Le 12 janvier, le président croate a été triomphalement reconduit dans ses fonctions à l’issue du second tour où il a rassemblé 74,7% des suffrages. Lors du premier tour, Zoran Milanovic avait frôlé la victoire en obtenant 49,1%, alors qu’il y a cinq ans, il avait d’abord dû se contenter de 29,5% des suffrages, puis avait finalement gagné de justesse (52,7%).

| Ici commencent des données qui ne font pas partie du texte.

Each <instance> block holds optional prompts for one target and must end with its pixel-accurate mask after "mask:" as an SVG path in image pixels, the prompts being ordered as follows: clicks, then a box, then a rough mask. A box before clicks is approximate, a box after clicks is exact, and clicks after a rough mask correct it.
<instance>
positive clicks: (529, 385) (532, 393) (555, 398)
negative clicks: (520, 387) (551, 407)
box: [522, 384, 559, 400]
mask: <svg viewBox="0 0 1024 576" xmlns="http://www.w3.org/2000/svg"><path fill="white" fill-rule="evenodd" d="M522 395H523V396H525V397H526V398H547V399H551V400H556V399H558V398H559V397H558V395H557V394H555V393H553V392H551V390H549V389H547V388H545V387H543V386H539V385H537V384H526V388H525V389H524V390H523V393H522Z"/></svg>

Jamais la Croatie, un pays de 3,8 millions d’habitants issu de l’éclatement de la Yougoslavie, n’avait élu un chef de l’Etat avec un tel score. M. Milanovic, qui fut premier ministre social-démocrate de 2011 à 2016, était soutenu par une coalition incluant son ancien parti, mais a forgé sa popularité par une tonalité que ses adversaires dénoncent comme « populiste ». Certains le surnomment même « le Trump des Balkans ».
Il a notamment tiré argument de scandales de corruption ayant largement éclaboussé le gouvernement actuel. Le ministre de la santé a par exemple été arrêté en novembre car soupçonné de blanchiment d’argent, d’abus de pouvoir et de trafic d’influence.

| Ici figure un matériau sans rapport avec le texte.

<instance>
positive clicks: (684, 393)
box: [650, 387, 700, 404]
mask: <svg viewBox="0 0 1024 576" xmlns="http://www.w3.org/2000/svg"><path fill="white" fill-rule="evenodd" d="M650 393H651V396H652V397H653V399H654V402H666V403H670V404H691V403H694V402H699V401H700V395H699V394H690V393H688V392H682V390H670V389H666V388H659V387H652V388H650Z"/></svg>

Le gouvernement, et tout particulièrement le premier ministre Andrej Plenkovic, subissent symétriquement une cinglante défaite. Le candidat qu’ils soutenaient, Dragan Primorac, un ancien ministre de l’éducation, a dû se contenter le 12 janvier de moins de 26% des voix, dans un scrutin marqué par une faible participation : 44,2% des inscrits.
Le HDZ (droite) au pouvoir essuie donc un nouveau revers après avoir reculé de 4,1 points (34,4%) aux élections législatives d’avril dernier. Ce parti, qui fut la formation du « père de l’indépendance », Franjo Tudjman, a dirigé le pays depuis 1991, à de rares parenthèses près. C’est le HDZ qui a engagé la Croatie dans la voie de l’UE à laquelle elle a été le dernier pays à adhérer, en 2013.
M. Plenkovic, qui dirige le gouvernement depuis 2016, est donc un fervent défenseur de l’intégration européenne et de l’OTAN. Son inimitié avec le chef de l’Etat est de notoriété publique, notamment depuis que ce dernier avait tenté, l’année dernière de se présenter comme candidat député dans la propre circonscription du premier ministre. La Cour constitutionnelle avait finalement empêché cette candidature inattendue, ce qui avait amené le président à traiter les juges de « paysans illettrés ».
Mais ce n’est pas le franc-parler souvent provocateur du président qui hérisse le gouvernement et la majorité de droite, mais plutôt ses prises de position très critiques vis-à-vis de Bruxelles ; il dénonce ainsi la Commission européenne comme « autocratique et non représentative ». Surtout, son refus que le pays soit embarqué dans le soutien militaire à Kiev amène nombre d’électeurs à apprécier son rôle de contrepoids.